Thomas S. Kidd on Who Evangelicals Are and Who Gets to Decide
President Donald Trump, left, is greeted by Pastor Robert Jeffress of Dallas at the Celebrate Freedom Rally on July 1, 2017, in Washington, D.C. Photo by Yuri Gripas/Reuters
Thomas S. Kidd is distinguished professor of history at Baylor University and the author of “Who Is an Evangelical? The History of a Movement in Crisis.” The views expressed in this commentary do not necessarily reflect those of BCNN1.
The most often repeated story about religion and politics these days is the evangelical love affair with Donald Trump.

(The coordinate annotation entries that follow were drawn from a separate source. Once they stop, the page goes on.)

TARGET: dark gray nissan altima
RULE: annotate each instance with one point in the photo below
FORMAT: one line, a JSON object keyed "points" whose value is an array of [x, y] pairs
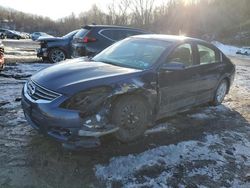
{"points": [[125, 88]]}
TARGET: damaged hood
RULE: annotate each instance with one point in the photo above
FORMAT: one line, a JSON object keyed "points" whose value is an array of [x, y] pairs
{"points": [[79, 74]]}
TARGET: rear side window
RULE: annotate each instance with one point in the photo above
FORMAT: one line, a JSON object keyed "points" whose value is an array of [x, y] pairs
{"points": [[207, 55], [82, 33], [118, 34]]}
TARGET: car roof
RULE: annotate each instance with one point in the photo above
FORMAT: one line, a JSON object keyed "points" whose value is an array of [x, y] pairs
{"points": [[169, 38], [112, 26]]}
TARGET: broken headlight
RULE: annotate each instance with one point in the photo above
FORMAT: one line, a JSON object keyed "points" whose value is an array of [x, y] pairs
{"points": [[87, 101]]}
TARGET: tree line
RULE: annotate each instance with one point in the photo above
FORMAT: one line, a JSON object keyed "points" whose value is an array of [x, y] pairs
{"points": [[200, 18]]}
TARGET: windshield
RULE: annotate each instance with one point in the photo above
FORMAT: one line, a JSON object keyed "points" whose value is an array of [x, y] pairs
{"points": [[135, 53], [70, 34]]}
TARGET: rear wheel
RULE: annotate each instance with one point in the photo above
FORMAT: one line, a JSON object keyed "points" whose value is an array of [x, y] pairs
{"points": [[56, 55], [131, 115], [220, 92]]}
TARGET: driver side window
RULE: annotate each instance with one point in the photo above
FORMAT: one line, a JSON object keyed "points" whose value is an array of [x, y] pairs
{"points": [[182, 54]]}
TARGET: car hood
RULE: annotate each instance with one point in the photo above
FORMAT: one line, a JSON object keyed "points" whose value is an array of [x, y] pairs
{"points": [[73, 75]]}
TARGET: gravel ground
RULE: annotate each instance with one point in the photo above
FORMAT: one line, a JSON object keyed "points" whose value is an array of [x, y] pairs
{"points": [[203, 147]]}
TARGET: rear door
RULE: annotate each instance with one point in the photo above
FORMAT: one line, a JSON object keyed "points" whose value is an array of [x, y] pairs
{"points": [[211, 68], [177, 88]]}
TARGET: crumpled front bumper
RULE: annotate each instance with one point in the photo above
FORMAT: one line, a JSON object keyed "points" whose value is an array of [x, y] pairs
{"points": [[61, 124]]}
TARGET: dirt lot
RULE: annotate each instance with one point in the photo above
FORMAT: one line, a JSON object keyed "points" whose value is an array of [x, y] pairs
{"points": [[204, 147]]}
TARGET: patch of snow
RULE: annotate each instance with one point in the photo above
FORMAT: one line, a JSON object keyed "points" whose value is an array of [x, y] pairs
{"points": [[158, 167], [159, 128], [199, 116]]}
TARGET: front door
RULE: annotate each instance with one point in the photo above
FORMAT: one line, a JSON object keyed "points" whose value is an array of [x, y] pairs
{"points": [[177, 88]]}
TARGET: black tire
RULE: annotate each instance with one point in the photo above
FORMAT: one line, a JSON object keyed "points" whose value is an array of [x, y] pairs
{"points": [[56, 55], [131, 115], [220, 93]]}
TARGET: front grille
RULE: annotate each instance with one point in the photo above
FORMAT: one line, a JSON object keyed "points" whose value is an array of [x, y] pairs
{"points": [[37, 92]]}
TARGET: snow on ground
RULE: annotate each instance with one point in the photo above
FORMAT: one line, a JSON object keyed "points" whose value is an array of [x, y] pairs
{"points": [[158, 167]]}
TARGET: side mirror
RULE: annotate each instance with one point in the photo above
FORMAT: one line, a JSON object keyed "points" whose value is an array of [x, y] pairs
{"points": [[173, 66]]}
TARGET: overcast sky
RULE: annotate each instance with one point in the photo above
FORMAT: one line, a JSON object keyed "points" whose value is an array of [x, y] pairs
{"points": [[56, 8], [53, 8]]}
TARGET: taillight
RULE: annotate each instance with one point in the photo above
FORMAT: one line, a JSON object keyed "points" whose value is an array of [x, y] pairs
{"points": [[89, 39]]}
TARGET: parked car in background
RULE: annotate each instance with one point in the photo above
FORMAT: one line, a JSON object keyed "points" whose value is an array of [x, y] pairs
{"points": [[1, 56], [126, 88], [36, 35], [92, 39], [55, 49], [11, 34], [244, 51]]}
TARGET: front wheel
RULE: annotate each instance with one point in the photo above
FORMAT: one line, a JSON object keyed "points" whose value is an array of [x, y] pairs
{"points": [[220, 93], [56, 55], [131, 115]]}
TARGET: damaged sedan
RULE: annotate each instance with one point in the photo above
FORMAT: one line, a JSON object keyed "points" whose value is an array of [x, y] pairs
{"points": [[124, 89]]}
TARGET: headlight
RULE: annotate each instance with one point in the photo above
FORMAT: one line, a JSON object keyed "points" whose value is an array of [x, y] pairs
{"points": [[87, 101]]}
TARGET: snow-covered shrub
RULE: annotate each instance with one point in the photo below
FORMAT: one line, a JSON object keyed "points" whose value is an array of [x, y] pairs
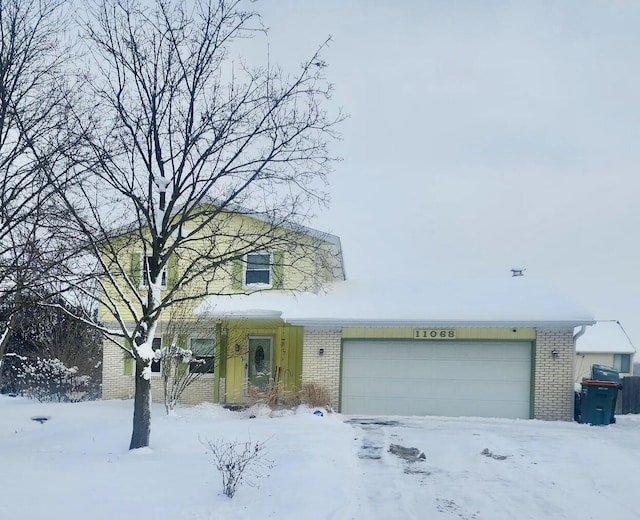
{"points": [[49, 380], [177, 372], [238, 462], [315, 395]]}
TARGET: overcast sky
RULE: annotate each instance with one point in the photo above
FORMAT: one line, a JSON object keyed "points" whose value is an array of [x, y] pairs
{"points": [[483, 136]]}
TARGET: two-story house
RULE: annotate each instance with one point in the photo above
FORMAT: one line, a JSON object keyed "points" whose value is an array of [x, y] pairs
{"points": [[400, 344]]}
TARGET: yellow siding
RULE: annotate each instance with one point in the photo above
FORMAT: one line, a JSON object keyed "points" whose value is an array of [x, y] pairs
{"points": [[287, 355], [300, 267]]}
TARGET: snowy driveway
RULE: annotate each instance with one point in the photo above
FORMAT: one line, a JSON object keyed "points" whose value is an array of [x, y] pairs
{"points": [[325, 467], [496, 469]]}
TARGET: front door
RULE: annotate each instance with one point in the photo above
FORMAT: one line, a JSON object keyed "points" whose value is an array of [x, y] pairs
{"points": [[258, 366]]}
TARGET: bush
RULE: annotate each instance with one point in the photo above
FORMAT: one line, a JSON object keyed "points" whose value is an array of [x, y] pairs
{"points": [[237, 462], [315, 395], [48, 380]]}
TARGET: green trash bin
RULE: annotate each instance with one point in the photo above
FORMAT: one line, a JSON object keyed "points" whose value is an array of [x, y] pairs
{"points": [[605, 373], [598, 402]]}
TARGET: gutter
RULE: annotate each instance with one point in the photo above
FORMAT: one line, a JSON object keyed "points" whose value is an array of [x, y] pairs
{"points": [[338, 323]]}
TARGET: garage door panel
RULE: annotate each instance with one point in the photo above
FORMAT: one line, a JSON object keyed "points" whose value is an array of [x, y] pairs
{"points": [[491, 379]]}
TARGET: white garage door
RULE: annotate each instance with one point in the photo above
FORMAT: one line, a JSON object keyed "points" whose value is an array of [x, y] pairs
{"points": [[482, 379]]}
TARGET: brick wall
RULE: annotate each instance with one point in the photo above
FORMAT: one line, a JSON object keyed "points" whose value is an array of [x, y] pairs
{"points": [[323, 369], [553, 395]]}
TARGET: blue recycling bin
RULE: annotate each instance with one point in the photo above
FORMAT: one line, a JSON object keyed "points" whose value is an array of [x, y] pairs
{"points": [[598, 402]]}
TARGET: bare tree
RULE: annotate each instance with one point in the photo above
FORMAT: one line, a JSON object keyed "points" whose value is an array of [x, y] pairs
{"points": [[180, 138], [34, 102]]}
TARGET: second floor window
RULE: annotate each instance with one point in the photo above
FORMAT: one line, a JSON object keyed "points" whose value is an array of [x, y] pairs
{"points": [[145, 273], [258, 269], [155, 364]]}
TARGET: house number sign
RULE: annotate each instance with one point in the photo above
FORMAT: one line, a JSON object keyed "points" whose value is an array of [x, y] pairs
{"points": [[434, 334]]}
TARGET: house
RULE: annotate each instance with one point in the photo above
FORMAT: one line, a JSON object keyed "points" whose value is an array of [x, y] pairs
{"points": [[605, 343], [500, 348]]}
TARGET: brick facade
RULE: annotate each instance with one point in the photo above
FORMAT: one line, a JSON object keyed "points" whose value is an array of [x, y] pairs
{"points": [[553, 390], [553, 375], [324, 368]]}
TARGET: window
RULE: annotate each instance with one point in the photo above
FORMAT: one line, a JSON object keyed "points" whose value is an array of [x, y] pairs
{"points": [[203, 351], [155, 364], [622, 362], [144, 278], [258, 269]]}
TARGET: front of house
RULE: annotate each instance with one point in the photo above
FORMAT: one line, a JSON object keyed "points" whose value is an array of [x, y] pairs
{"points": [[502, 349]]}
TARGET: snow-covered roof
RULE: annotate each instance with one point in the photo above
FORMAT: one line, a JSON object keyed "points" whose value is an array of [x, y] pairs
{"points": [[518, 301], [605, 336]]}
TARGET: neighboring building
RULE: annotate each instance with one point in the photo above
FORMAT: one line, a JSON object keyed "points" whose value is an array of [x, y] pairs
{"points": [[500, 349], [605, 343]]}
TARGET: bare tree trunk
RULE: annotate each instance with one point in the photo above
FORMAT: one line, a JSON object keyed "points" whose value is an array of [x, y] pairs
{"points": [[141, 411], [4, 340]]}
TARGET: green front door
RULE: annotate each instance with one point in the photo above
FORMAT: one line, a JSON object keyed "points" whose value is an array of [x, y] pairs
{"points": [[259, 363]]}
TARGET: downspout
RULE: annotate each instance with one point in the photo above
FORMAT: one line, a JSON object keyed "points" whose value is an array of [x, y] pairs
{"points": [[316, 273], [576, 336], [583, 329]]}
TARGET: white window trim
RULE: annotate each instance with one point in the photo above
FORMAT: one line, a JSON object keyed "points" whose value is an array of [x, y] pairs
{"points": [[159, 372], [246, 264], [207, 375], [143, 278]]}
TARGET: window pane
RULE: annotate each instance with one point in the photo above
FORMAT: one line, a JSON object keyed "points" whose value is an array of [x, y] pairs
{"points": [[203, 346], [155, 364], [258, 277], [258, 261], [145, 273], [205, 365]]}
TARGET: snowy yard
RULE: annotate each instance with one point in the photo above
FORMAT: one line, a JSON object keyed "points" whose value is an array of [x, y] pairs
{"points": [[76, 466]]}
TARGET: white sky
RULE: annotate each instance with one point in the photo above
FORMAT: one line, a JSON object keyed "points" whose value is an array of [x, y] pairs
{"points": [[483, 136]]}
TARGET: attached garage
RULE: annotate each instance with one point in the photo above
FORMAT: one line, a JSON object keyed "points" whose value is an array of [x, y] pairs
{"points": [[459, 378]]}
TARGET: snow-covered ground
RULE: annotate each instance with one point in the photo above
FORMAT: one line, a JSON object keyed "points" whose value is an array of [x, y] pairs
{"points": [[76, 466]]}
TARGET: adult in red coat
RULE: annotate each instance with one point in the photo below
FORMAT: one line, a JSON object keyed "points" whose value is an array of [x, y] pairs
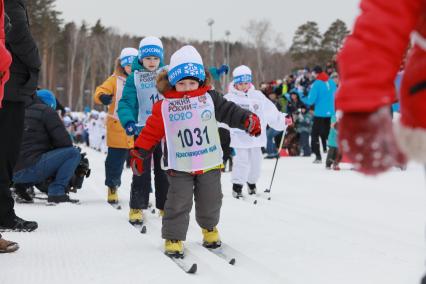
{"points": [[369, 62]]}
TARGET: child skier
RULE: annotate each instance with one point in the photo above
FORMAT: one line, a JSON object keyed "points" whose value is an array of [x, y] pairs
{"points": [[187, 118], [333, 155], [248, 157], [135, 106], [109, 94]]}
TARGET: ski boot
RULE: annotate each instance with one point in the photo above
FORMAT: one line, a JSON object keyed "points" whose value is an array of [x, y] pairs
{"points": [[211, 238], [174, 248], [251, 188], [237, 191], [112, 195], [135, 216]]}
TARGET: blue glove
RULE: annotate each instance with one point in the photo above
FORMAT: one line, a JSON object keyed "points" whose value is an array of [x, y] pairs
{"points": [[106, 99], [223, 69], [130, 128]]}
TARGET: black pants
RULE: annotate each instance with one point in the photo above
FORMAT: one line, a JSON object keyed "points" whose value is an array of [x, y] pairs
{"points": [[141, 185], [320, 129], [304, 143], [333, 157], [225, 141], [11, 127]]}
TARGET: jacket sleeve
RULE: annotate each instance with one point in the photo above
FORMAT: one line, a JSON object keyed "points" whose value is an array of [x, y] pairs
{"points": [[274, 117], [312, 95], [107, 88], [371, 56], [59, 137], [128, 105], [153, 131], [228, 112], [19, 40]]}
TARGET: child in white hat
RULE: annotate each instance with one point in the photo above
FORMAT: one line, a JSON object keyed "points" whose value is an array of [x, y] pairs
{"points": [[135, 106], [187, 118], [248, 153]]}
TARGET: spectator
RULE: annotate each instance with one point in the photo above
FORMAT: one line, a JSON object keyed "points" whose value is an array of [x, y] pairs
{"points": [[321, 97], [304, 120], [21, 86], [46, 149]]}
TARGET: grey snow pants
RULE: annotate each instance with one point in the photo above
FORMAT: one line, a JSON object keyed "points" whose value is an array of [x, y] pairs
{"points": [[206, 191]]}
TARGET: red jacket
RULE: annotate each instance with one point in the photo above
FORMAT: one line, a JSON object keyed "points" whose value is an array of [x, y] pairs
{"points": [[372, 55], [5, 58]]}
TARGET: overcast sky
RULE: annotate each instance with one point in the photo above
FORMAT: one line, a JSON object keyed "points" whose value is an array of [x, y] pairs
{"points": [[188, 18]]}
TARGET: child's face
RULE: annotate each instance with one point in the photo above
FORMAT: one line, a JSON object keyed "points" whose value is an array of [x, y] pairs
{"points": [[128, 69], [151, 63], [187, 85], [244, 87]]}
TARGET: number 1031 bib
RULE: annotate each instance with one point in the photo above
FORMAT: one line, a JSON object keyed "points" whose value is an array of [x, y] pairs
{"points": [[193, 142]]}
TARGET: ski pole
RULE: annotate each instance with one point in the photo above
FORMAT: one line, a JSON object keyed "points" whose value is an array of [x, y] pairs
{"points": [[268, 190]]}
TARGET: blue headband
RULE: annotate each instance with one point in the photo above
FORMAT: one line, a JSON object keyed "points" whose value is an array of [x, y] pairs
{"points": [[186, 70], [128, 60], [246, 78], [151, 50]]}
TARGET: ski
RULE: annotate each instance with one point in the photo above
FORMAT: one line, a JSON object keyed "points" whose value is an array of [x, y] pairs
{"points": [[116, 206], [187, 266], [220, 252], [140, 227]]}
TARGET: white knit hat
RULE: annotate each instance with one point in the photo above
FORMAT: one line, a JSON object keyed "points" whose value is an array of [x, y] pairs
{"points": [[151, 46], [184, 63], [242, 74], [127, 56]]}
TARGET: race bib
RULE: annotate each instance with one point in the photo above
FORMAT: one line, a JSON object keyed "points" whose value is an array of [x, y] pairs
{"points": [[192, 136], [147, 94]]}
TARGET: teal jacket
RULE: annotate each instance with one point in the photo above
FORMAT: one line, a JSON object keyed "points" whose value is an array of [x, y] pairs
{"points": [[332, 136], [128, 106]]}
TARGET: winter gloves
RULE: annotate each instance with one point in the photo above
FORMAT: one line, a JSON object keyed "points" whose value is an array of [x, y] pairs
{"points": [[367, 139], [252, 125], [105, 99], [131, 128], [137, 157]]}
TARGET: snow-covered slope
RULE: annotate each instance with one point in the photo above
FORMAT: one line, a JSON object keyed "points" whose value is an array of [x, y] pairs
{"points": [[320, 227]]}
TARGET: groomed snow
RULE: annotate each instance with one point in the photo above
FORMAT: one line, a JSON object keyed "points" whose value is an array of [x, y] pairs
{"points": [[320, 227]]}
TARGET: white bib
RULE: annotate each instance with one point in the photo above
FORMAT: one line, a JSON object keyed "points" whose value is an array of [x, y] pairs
{"points": [[192, 136]]}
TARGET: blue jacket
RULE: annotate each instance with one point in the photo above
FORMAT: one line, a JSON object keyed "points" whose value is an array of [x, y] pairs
{"points": [[332, 136], [128, 106], [321, 96]]}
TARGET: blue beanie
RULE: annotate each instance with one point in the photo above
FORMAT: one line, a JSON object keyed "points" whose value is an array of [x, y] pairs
{"points": [[47, 97]]}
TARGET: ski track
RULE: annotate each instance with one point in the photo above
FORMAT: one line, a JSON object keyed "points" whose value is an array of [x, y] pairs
{"points": [[320, 227]]}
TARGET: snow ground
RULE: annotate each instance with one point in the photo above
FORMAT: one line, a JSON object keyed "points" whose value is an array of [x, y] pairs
{"points": [[320, 227]]}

Virtually every week we get another story of how evangelicals love President Trump, no matter what he does. Pundits likewise offer much analysis of the reasons for evangelicals’ undying fidelity. New York magazine recently averred, for instance, that evangelicals like Trump because of his “hatefulness.” The Washington Post similarly advised “white evangelicals” that it was time to “panic” because they had sold their birthrights for a mess of Trumpism.
There is no doubt that certain Republican evangelical insiders, including Jerry Falwell Jr., Franklin Graham and First Baptist Dallas’ Robert Jeffress, have gone “all in” on Trumpism.
It’s true too that millions of practicing white evangelicals have seemingly gone with them. These white Christian traditionalists voted for Trump either as the “lesser of two evils” over Hillary Clinton, or out of genuine enthusiasm for the president. The 81% of self-identified evangelical white voters who supported Trump in 2016 are not a mirage. They reflect a reality about white evangelicals’ allegiance to Trump’s GOP.
Nevertheless, the vitriol of recent months has created misunderstandings about evangelicals themselves. To outsiders, it may seem as if Falwell, Graham and Jeffress define the evangelical movement. But the idea that Fox News-watching religious Republican voters are a stand-in for all evangelicals is ludicrous. The mere impression that they might encompass what it means to be an evangelical shows the paucity of our religious understanding and global insight.
Even within white traditionalist evangelicalism, an outspoken group of leaders registered opposition to or grave concern about Trump in 2016. These included Russell Moore of the Southern Baptist Convention, John Piper of Desiring God Ministries and Beth Moore of Living Proof Ministries, all of them far more visible on the evangelical conference circuit than the Republican insiders.
More importantly, those evangelicals represented in the media are hardly representative. Nonwhite evangelicals, especially African Americans, Asian Americans and Latinos, were less enthusiastic about Trump. Polls often exclude such nonwhite evangelicals by design, as stories about “evangelicals and politics” typically only look at “self-identifying evangelical white Republicans and politics.”
This leads not only to misconceptions, but curious absences in news about evangelicals. Probably the most fascinating topic about evangelicals and politics is one rarely discussed: the allegiances of Hispanic evangelicals, who are up for grabs between the Republicans and Democrats. We don’t hear about them, in part, because polls often have no category for Latino Protestants (almost all of whom are evangelicals).
Another group of missing evangelicals are the millions who do not vote, even in presidential elections. Though evangelicals have been more likely to vote than other Americans since 1980, a strong minority of evangelicals in America don’t vote at all, in spite of decades of brow-beating by Republican insiders who say that not voting is sinful.
Is a nonvoting evangelical still an evangelical? One would get the impression from coverage of evangelicals that the nonvoters are aberrant or nonexistent. This shows just how politicized our definition of “evangelical” has become.